As is the case with many hornbeams from low latitudes but high altitudes, the red or purplish anthocyanins in the young leaves are this species’ most colourful feature; in juvenile plants at least, the colour can sometimes persist on the leaf’s underside (International Dendrological Foundation 2022). A young tree from CWJ 12449, planted by the author in his local public park, Alexandra Park in East Sussex, is tardily deciduous, like the ones at Kew, but examples in more Atlantic conditions and from at least some introductions are evergreen (Burncoose Nurseries 2022) and may not stop growing at all (Williams 2020). In the even less seasonal climate of Brisbane, Australia, by contrast, young plants are described as turning yellow in autumn (JAC Orchids 2022).

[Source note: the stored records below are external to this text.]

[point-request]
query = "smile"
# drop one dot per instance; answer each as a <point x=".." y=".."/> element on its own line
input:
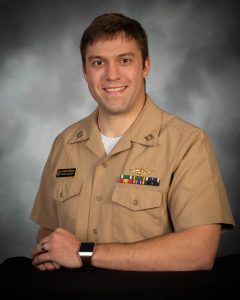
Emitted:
<point x="115" y="89"/>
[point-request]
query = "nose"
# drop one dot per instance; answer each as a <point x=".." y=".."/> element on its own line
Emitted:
<point x="112" y="72"/>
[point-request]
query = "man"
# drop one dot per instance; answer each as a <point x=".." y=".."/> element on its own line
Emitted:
<point x="131" y="187"/>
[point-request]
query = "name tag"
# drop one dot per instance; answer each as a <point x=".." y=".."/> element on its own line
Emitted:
<point x="66" y="172"/>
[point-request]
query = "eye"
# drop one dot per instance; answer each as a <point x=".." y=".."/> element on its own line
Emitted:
<point x="98" y="63"/>
<point x="125" y="61"/>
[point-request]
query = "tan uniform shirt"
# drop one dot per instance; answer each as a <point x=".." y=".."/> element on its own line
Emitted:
<point x="95" y="206"/>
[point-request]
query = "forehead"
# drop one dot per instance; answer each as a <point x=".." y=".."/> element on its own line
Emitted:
<point x="113" y="47"/>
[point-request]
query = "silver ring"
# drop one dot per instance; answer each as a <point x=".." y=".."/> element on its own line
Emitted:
<point x="42" y="247"/>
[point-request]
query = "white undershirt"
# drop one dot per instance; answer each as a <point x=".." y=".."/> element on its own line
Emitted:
<point x="109" y="143"/>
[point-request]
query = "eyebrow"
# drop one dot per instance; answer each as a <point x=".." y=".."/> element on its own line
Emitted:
<point x="103" y="58"/>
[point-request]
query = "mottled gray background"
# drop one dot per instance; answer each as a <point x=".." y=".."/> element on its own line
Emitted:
<point x="195" y="51"/>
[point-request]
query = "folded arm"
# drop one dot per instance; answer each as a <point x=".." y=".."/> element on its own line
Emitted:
<point x="191" y="249"/>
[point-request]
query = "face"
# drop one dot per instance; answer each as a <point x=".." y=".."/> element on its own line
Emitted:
<point x="115" y="75"/>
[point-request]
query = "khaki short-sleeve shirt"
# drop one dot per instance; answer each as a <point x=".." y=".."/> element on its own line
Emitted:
<point x="83" y="191"/>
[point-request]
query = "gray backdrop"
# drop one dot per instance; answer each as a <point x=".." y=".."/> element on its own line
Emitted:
<point x="195" y="51"/>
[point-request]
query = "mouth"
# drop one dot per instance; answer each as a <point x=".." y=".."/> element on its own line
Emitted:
<point x="115" y="89"/>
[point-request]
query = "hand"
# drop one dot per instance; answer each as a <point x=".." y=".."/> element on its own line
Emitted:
<point x="60" y="248"/>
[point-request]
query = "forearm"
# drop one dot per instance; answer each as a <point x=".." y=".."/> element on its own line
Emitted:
<point x="192" y="249"/>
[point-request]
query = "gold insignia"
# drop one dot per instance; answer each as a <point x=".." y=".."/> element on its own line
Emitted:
<point x="149" y="137"/>
<point x="71" y="172"/>
<point x="141" y="171"/>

This hornbeam’s hardiness may not yet have been fully tested. It has survived in the Royal Botanic Garden Edinburgh since 2007 (Royal Botanic Garden Edinburgh 2022), and was planted at the J.C. Raulston Arboretum in North Carolina in 2017 (J.C. Raulston Arboretum 2022); this is in USDA hardiness zone 7b-8a, but the long warm growing season may benefit this southerly species.

In the milder climate of the Sonoma Botanical Garden in California, Carpinus kawakamii has been grown since 1993, in the form of a high-altitude collection from 1860 m (Grimshaw & Bayton 2009). It is also represented at the Christchurch Botanic Gardens in New Zealand (Golik 2017).

Another hornbeam from the mountains of Taiwan was described by Bunzō Hayata in 1913 as C. minutiserrata, and is accepted by Holstein and Weigend (Holstein & Weigend 2017) and by Plants of the World Online (Plants of the World Online 2022) as a variety of C. kawakamii (var. minutiserrata (Hayata) S.S. Ying, a combination not made until 1988). It is distinguishable by its longer leaves (6–11 cm long) with more lateral vein pairs (15–17), a distinctive fine double serration, and its shorter fruiting catkins (3–4 cm) with shorter, broader fruit-bracts (13–14 × 6–7 mm) (Li & Skvortsov 1999). This taxon is probably not in cultivation in the west (Beech, Shaw & Jones 2015).